“Mariënhemers van het eerste uur zo zou je ze kunnen noemen” zei Hein tegen Toos. “De eerste supermarkt van Mariënheem, een soort Aldi van voor de oorlog, dat was de winkel van Dieksie en Dieke.” Toos had veel herinneringen aan Dieke en Hein wat meer aan Dieksie.
Dieks Overhein was een klein kordaat mannetje, woonde naast de kerk en werkte “parttime” (ook toen al) bij de gasfabriek in Raalte. Misschien had het met zijn beroep te maken maar hij was ook de ‘opper stookmeester’ voor de kolenkachels in de Antoniusschool Hij had de taak op zich genomen om te zorgen dat bij de winterdag de klaslokalen lekker warm waren als de school begon. Dat dit niet altijd vlekkeloos verliep is eigenlijk maar bijzaak. Zoals op die gure winterdag toen een van de kachels dienst weigerde te doen. Het gevolg was dat de hele school blauw zag van de rook, wat voor Dieksie aanleiding was om alle kinderen naar huis te sturen nog voor ze in de klas zaten. Dit tot grote woede van meester Claessen het hoofd der school. “Dieks laten we nu een ding goed afspreken , jij zorgt alleen voor de kachels en als er kinderen naar huis gestuurd moeten worden dan doe ik dat wel.”

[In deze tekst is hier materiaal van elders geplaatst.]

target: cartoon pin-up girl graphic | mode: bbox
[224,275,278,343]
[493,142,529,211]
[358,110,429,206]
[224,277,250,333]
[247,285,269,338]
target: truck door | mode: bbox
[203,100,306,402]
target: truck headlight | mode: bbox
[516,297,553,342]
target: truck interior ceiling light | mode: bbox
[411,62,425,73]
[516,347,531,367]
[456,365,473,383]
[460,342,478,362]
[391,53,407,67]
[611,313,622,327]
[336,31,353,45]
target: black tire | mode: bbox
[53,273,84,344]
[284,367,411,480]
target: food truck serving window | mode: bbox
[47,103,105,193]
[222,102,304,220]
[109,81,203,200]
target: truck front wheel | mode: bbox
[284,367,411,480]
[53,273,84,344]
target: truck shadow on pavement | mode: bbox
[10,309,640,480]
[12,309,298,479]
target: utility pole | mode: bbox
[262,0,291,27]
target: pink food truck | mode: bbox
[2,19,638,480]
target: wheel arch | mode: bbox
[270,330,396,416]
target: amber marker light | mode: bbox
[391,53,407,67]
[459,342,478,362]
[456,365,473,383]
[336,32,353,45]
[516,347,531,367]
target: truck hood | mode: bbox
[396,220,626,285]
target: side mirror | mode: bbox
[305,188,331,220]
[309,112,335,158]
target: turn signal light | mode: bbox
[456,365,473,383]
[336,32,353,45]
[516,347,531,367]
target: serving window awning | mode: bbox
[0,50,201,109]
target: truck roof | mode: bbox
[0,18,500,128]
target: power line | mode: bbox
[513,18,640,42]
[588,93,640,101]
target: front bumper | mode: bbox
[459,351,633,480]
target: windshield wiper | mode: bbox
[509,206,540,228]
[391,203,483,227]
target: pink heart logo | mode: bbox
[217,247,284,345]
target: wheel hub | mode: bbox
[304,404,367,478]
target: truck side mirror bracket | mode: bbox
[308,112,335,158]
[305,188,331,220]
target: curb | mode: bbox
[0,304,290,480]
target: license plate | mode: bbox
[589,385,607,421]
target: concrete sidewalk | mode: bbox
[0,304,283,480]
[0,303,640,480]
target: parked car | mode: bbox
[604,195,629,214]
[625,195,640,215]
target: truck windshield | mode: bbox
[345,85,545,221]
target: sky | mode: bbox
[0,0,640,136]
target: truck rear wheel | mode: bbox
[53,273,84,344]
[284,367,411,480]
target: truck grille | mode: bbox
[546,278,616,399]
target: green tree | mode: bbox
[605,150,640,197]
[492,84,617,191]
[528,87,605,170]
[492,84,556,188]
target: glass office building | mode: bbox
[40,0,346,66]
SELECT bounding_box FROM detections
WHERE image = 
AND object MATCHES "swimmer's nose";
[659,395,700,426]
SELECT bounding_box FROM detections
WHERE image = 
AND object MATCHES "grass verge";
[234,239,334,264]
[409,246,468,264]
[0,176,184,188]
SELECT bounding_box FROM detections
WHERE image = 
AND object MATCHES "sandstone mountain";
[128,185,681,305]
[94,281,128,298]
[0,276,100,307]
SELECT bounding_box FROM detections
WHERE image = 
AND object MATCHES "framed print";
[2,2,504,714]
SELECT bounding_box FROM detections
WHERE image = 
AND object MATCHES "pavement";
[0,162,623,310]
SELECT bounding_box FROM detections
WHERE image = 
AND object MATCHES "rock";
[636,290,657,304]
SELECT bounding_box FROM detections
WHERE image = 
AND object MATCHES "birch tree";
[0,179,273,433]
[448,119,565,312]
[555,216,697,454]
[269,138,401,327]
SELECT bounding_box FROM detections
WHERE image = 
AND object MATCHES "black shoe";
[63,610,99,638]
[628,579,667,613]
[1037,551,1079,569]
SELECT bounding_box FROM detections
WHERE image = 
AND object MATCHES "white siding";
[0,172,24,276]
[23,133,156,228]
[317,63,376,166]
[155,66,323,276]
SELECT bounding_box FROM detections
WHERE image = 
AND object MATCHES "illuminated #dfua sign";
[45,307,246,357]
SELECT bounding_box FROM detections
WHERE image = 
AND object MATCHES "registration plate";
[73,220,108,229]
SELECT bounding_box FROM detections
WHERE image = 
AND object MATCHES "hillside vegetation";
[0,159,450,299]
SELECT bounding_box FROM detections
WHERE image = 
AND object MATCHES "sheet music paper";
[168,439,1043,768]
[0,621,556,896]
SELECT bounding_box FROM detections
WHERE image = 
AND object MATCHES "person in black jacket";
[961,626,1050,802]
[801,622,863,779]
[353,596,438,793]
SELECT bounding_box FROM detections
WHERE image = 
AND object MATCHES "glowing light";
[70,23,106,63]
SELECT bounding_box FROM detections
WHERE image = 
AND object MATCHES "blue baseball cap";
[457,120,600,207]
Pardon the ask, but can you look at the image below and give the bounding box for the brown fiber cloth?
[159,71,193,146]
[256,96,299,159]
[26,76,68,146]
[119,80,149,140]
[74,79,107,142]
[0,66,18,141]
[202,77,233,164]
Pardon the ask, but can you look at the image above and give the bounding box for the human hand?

“Ik zie nog zo de paardenstal van Dieksie voor me” zei Hein. “ Dat was eigenlijk een soort overdekte parkeergarage voor de paarden van de boeren uit het buitengebied. Die kwamen met paard en wagen naar de kerkdienst en kregen een gratis stalling aangeboden , Dieks had zelf geen paard maar hij had wel als service voor de klanten van Dieke een paardenstal gebouwd. Ja zo was het, de klanten waren van Dieke want die runde de winkel en Dieks was er voor het Grove werk . De winkel met van alles en nog wat te koop, van pondje suiker tot kussensloop en van bruine bonen tot een lap manchester, voor een nieuwe broek, het behoorde allemaal tot het assortiment van Dieke. Vooral op de zondagmorgen was het druk in de winkel, want dan werd er ook nog een gratis kopje koffie geschonken in de achterkamer. Het woord klantenbinding was nog niet uitgevonden , maar de klanten werden door Dieks en Dieke wel geweldig in de watten gelegd”.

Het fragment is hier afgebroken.